Imagine Figure Skater is an ice skating simulator for the DS, will it spin you around or leave you cold?
Figure skating is a sport which requires skill, strength and elegance and unlike most popular sports has not been the subject of many video games. As I recall, there has only been one other computer simulation of the sport, which was part of the Winter Games package on the Commodore 64. More than a decade has passed since then, so have Spike Software managed to capture the drama and excitement of this sport in their new figure skating game?
Imagine Figure Skater follows one of three young female skaters through training, skating and daily life. The skating on offer throughout the game is what's known as "Free Skating". Free skating involves jumps (axel, lutz, flip and others) spins and step sequences set to music. There's no ice dancing or pairs skating in the game. With figure skating being so much about balance and co-ordination, it's not the easiest sport to simulate on a games console. So, what innovative control system have the developers come up with for Imagine Figure Skater? Sadly, the control system isn't much different to that used in many other DS sport games. To perform jumps, you trace the patterns on the screen with the stylus, one time for each rotation that you are required to complete.
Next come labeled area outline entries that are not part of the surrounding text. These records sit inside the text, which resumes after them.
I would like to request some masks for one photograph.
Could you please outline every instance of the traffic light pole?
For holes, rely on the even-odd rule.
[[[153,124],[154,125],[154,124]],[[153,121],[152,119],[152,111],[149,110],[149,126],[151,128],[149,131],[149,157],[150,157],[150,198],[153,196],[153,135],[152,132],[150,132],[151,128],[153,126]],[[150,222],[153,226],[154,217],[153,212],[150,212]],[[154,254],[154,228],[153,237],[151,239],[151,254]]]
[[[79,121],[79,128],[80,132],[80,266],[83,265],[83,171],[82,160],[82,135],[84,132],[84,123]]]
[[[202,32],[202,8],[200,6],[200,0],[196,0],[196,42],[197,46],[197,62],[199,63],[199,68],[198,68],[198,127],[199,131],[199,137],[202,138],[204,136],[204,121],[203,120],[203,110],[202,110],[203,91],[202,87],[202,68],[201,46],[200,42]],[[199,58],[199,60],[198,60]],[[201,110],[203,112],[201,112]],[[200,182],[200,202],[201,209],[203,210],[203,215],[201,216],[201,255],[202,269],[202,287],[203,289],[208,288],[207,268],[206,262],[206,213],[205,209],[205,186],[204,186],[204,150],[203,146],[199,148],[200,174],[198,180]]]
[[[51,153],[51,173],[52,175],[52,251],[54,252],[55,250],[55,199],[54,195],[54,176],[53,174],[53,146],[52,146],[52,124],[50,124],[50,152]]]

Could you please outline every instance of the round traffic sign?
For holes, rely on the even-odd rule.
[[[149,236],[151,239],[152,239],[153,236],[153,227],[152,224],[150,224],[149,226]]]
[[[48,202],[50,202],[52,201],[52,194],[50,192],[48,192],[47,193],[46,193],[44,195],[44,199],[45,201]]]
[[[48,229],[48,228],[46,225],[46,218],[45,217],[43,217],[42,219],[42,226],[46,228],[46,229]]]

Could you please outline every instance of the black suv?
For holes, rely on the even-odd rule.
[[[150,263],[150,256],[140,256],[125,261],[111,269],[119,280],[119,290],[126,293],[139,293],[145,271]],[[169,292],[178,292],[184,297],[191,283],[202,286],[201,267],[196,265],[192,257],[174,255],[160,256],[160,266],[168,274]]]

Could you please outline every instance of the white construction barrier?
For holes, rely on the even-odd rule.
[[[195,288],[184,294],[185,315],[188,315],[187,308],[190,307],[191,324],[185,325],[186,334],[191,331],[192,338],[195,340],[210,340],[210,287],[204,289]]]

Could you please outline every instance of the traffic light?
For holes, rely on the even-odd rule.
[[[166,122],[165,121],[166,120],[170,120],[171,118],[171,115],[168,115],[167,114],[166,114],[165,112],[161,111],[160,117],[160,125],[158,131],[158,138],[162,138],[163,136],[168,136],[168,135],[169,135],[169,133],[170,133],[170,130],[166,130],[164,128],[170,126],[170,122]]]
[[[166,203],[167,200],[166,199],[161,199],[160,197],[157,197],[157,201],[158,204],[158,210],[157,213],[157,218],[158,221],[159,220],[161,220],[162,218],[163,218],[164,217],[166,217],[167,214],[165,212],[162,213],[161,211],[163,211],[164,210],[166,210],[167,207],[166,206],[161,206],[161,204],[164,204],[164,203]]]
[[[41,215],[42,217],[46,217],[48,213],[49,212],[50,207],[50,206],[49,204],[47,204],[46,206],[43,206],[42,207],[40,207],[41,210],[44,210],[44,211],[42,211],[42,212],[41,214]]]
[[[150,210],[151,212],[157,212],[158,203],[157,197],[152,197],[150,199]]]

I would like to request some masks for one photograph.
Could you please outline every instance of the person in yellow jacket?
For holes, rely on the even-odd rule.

Do the tracing correctly and your skater will perform the jump. Trace outside, or take to long, and she'll fall. Each jump has a specific pattern, with harder jumps involving zig zags, but even younger players should be able to perform them without any difficulty. Step sequences involve slotting coloured shapes into the correct holes, spins simply require you to spin the stylus tip on an area of the DS screen.
Starting the game in the ice rink, you get to meet your coach and master your first basic jump. Once you've done that, you can wander off from the rink and start chatting to other people in the town. While you're not skating, you have three key attributes to build upon. These are Stamina, Co-ordination and Artistry. To build these attributes, you take part in mini-games. Sadly, these mini-games are of a poor standard and feel somewhat shoe-horned into the game. To build your stamina, for example, you must stuff your face with plates of sushi, by tapping and sliding plates from the touch screen to the top screen. Occasionally kittens (yes kittens) will slide by on the conveyor belt, these should be avoided (no, your skater won't actually scoff them if you make a mistake). While I'm by no means an expert in sport nutrition, I can't see how gorging yourself on fish would help you become a better skater and sadly the mini-games don't get much better than this. Raising your artistry can be done by playing a cake decorating mini-game or a block sliding mini-game. Co-ordination can be raised by sliding pucks at penguins at the ice rink (I kid you not). Most bizarre of all is the locker game, where you open all the lockers in the gym and look for pairs of items. Even the dancing mini-game, which actually makes sense in the context of a figure skating game, is poorly presented and quickly gets repetitive.